The real threat, according to the CDC, seems to be a link between Zika and a serious birth defect called microcephaly, in which the baby’s head is unusually small "compared to babies of the same sex and age." The defect has shown up in the babies of women infected with Zika during pregnancy.
The World Health Association says the virus’ arrival in Brazil also has been associated with a rise there in cases of Guillain-Barre syndrome, a rare disorder that can produce muscle weakness and even paralysis.
The CDC says that "knowledge of the link between Zika and these outcomes is evolving." Until more is known, it recommends "special precautions for the women who are pregnant or trying to become pregnant."
Likewise, the WHO says "a causal relationship between Zika virus infection and birth defects and neurological syndromes has not been established but is strongly suspected." It’s convening an emergency meeting Monday in Geneva on the virus.
Where did it come from?
Zika was discovered in 1947 in Uganda's Zika forest. Up until 2007, outbreaks were rare and narrowly confined to areas of Africa and Southeast Asia. But in the past decade, epidemics have been reported in Micronesia and Polynesia, Easter Island, the Cook Islands and New Caledonia.
The first case in South America was identified last May in Brazil. Since then, the disease has spread rapidly through most of Central and South America. Brazil’s health ministry recently reported more than 4,000 suspected cases of microcephaly since October, compared with less than 150 in all of 2014, the Associated Press reported this week.
How many cases have been reported?
So far, more than 1 million cases have been reported in Brazil alone. But the WHO says it expects the disease to affect between 3 and 4 million people before it runs its course. Only an estimated one in five people exposed to the disease will become ill, but all of them can transmit the disease through mosquitoes feeding on them and then infecting other people.
What is the treatment?
There is no vaccine or medical treatment currently available for Zika. The WHO and the CDC recommend rest, plenty of fluids and acetaminophen for fever and pain. The CDC recommends that infected patients avoid mosquitoes because "Zika virus can be found in the blood and passed from an infected person to another mosquito through mosquito bites."
What can I do to avoid getting the disease?
The CDC has issued a Level 2 alert and has urged travelers to the region to practice "enhanced precautions" to avoid getting bitten by mosquitoes. This includes wearing long-sleeved shirts and long pants, using insect repellants containing DEET or permethrin-treated clothing.
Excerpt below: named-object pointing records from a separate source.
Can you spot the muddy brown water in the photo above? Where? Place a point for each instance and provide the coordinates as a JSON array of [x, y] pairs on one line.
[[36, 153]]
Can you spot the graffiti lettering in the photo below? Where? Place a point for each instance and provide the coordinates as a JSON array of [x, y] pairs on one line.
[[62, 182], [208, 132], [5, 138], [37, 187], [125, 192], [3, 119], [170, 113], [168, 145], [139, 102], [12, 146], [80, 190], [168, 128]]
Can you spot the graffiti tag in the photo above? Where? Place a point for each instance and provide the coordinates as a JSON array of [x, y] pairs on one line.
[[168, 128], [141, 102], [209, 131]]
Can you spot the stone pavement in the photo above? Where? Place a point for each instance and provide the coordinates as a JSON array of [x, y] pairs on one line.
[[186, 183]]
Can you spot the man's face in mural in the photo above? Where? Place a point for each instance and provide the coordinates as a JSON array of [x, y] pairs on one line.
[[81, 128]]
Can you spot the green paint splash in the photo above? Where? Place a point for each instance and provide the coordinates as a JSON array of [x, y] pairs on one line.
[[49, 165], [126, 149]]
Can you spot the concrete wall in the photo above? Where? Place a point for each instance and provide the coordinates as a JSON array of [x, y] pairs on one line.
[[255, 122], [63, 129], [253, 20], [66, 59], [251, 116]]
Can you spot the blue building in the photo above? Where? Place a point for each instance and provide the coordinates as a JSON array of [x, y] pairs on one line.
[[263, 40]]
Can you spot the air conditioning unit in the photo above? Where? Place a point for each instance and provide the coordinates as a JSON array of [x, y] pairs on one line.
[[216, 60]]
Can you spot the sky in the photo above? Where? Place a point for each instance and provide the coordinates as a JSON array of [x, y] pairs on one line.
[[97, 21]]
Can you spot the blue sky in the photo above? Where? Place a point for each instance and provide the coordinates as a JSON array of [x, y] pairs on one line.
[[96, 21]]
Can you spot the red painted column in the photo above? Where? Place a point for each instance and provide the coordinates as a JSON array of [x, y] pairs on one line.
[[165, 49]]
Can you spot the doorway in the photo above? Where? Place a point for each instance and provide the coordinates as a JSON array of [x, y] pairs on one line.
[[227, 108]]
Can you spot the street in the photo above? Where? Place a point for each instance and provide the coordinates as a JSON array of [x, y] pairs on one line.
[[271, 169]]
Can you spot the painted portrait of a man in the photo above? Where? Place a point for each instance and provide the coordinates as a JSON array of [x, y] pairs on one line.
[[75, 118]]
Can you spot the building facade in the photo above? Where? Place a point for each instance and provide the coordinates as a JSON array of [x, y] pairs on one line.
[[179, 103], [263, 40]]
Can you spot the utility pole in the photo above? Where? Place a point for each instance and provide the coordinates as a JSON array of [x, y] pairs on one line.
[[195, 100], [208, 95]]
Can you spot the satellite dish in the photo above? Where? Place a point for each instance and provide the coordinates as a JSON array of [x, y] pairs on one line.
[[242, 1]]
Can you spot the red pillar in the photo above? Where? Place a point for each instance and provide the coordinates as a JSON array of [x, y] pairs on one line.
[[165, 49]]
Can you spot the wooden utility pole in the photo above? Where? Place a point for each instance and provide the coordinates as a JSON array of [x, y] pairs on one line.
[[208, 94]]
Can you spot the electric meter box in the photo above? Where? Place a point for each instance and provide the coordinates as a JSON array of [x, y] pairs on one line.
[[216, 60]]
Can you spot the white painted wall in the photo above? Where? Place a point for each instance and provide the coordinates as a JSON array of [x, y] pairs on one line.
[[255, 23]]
Finally, sleep in covered or air-conditioned areas.
Also, women who are pregnant, in any trimester, should consider postponing travel or at least talk with a doctor about the best ways to avoid mosquito bites. The same goes for women who are trying to become pregnant.
What is being done to stop Zika?
Any number of researchers and research institutions are looking for a vaccine and a treatment. Until they’re successful, the best way to fight the disease is to combat the mosquitoes that carry the virus.
Officials in Brazil and some of the 22 other countries reporting Zika cases are conducting mass spraying of pesticide and urging citizens to empty any standing water containers as a way to prevent breeding grounds for mosquitoes.